Je suis très fière du résultat. J'ai hâte à l'année prochaine pour la projection aux Rencontres internationales du documentaire de Montréal (RIDM). J'ai adoré l'expérience, j'en ressors plus forte. J'ai appris dans un domaine où je ne connaissais rien. J'ai rencontré des gens avec du talent et qui aiment ce qu'ils font. Cela m'ouvre des portes pour des nouvelles expériences et sûrement d'autres choses vont arriver dans les mois qui suivent suite à ce projet extraordinaire.

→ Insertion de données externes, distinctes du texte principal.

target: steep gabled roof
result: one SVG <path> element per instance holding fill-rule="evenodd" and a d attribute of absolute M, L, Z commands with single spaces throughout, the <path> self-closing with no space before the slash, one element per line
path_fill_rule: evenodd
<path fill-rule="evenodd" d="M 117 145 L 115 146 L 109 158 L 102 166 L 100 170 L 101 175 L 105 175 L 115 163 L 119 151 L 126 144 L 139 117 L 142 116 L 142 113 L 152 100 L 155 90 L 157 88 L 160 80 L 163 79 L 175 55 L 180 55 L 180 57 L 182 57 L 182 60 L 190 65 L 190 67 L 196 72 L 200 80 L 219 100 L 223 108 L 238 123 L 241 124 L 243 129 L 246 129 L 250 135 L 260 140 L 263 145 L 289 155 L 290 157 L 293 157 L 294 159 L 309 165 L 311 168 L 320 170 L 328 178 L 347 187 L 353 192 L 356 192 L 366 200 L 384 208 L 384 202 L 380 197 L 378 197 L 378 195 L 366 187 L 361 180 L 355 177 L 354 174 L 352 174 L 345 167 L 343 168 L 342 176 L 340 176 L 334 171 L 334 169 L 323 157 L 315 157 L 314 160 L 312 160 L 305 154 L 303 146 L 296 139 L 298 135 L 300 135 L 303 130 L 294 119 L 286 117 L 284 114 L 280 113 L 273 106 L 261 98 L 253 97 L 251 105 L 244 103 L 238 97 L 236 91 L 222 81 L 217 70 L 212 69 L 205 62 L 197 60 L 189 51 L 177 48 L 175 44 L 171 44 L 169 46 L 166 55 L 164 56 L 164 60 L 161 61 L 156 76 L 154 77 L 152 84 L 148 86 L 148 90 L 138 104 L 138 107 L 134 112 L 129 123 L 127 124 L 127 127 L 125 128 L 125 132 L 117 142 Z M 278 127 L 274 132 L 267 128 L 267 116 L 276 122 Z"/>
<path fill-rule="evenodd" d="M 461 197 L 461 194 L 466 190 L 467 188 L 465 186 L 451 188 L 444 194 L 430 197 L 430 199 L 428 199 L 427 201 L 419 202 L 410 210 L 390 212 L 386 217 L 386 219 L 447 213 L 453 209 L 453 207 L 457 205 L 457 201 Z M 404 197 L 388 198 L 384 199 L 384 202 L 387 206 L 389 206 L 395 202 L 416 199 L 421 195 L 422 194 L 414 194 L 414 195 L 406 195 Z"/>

Alors, imaginez comment je me sens ?! Gonflée à bloc et avec une motivation positive pour la vie en générale que j'avais perdue. Alors merci à la vie ! Rien n'arrive pour rien ! J'en suis la preuve vivante ! ».

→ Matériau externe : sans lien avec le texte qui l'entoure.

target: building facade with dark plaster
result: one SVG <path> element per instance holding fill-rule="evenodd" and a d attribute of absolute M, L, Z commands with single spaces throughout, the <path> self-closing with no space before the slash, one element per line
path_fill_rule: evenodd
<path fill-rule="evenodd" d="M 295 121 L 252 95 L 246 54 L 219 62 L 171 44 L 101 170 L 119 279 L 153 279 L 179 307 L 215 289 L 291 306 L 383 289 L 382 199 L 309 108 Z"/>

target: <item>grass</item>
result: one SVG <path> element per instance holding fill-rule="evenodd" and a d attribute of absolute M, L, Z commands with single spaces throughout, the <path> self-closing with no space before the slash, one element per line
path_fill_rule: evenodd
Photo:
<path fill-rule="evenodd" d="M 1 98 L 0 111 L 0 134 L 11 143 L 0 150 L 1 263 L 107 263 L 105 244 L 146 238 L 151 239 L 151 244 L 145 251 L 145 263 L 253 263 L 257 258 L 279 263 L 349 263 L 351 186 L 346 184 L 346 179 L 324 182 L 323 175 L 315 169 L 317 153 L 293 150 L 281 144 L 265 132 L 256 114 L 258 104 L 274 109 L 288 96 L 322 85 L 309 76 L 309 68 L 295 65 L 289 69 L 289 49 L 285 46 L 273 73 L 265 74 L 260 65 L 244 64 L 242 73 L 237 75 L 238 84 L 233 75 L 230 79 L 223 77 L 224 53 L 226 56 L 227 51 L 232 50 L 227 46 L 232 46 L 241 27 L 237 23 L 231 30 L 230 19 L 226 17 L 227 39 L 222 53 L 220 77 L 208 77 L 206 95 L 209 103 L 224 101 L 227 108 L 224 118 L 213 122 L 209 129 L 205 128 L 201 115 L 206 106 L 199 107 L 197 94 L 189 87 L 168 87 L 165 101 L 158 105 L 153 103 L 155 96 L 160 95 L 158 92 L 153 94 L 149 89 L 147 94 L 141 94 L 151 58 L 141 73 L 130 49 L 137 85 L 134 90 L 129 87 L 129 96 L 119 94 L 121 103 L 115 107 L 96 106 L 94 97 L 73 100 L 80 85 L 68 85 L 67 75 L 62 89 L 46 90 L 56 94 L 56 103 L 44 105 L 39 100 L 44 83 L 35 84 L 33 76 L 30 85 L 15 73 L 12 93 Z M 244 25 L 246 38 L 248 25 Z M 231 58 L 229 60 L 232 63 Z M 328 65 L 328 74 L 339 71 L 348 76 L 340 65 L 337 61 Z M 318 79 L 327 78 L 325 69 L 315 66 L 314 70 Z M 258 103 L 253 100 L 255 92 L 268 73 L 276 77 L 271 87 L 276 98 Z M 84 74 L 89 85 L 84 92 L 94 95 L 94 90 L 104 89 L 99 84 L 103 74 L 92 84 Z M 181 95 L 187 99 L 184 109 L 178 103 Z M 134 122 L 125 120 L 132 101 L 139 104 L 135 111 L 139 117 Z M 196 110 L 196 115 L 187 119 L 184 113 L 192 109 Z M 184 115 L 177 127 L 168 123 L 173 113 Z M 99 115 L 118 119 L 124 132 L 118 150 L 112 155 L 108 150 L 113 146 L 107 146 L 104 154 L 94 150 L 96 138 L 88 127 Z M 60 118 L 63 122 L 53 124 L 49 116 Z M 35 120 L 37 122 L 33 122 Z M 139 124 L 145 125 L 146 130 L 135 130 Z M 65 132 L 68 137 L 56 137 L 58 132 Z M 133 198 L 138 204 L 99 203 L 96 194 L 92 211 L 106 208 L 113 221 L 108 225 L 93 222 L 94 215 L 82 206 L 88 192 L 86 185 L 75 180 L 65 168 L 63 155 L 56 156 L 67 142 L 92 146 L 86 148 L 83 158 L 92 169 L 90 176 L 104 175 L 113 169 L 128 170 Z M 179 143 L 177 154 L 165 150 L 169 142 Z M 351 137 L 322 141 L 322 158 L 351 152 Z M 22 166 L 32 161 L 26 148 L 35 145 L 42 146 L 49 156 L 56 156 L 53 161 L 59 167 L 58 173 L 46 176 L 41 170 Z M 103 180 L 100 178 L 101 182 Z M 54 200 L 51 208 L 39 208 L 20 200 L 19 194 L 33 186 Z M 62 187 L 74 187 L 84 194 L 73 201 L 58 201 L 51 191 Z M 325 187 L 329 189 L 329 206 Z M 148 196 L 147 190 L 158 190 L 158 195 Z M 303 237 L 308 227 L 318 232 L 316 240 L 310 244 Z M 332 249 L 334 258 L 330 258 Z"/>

Création de Jill Samborsky 

pour « Décliner votre identité », Chasing Life bande sonore exposée avec l'autoportrait Still, 2015

« I am an island,
Surrounded by a salty eternity,
An unforgiving life force,
Lapping against me until I turn to sand.
Slowly eroding my foundation, my substance.
The unending moments of love,
Drowning the undefinable reality of pain.

I am a stone
Hard and stubborn
Dissolving slowly.
Being molded into a new shape
By insistent repetition and the rhythm of the moon. Unmoving.
Silent.
Stoic.
Present.
Je suis un ange
Un enfant de l'univers
Mes prières rebelles restent prises dans ma bouche. J'avale mon passé pour me transformer derrière la scène.
Je suis un cocon
Prêt à ouvrir
Avec une beauté patiente qui attend à l'intérieur.

I am a new born,
Unsure of my next step.
Je me laisse transporter vers un avenir inconnu. Pleine d'amour, paisible, sans peur.
Life finds a way. »


Références

1 2009 : Cartes postales, deux mille exemplaires de treize différentes cartes conçues dans le but de faire plaisir gratuitement ; 2010 : On vous aime, mais pas tant que ça…, un projet d'art visuel qui utilise des bouteilles de bières pour présenter les rêves et les aspirations de cinq personnes itinérantes ; Métamorphose en 4 temps : film d'animation qui traite des embûches rencontrées par quatre personnages féminins pendant leur processus de réinsertion sociale 2011 : Donner une deuxième chance : un projet d'art visuel qui redonne vie à des matériaux recyclés illustrant la métaphore de la deuxième chance que les femmes demandent à la société ; 2012 : Face à Face : un projet qui explore sous différents médiums artistiques les problématiques de la pauvreté, de la criminalisation et de la famille ; 2014 : Décliner votre identité volet 1 : un projet audio photographique qui explore la thématique de l'identité sous la forme de l'autoportrait ; 2015 : Décliner votre identité volet 2 : « Double peine », un court-métrage documentaire qui confronte la perception des citoyens face à la judiciarisation et celle des femmes vis-à-vis d'elles-mêmes.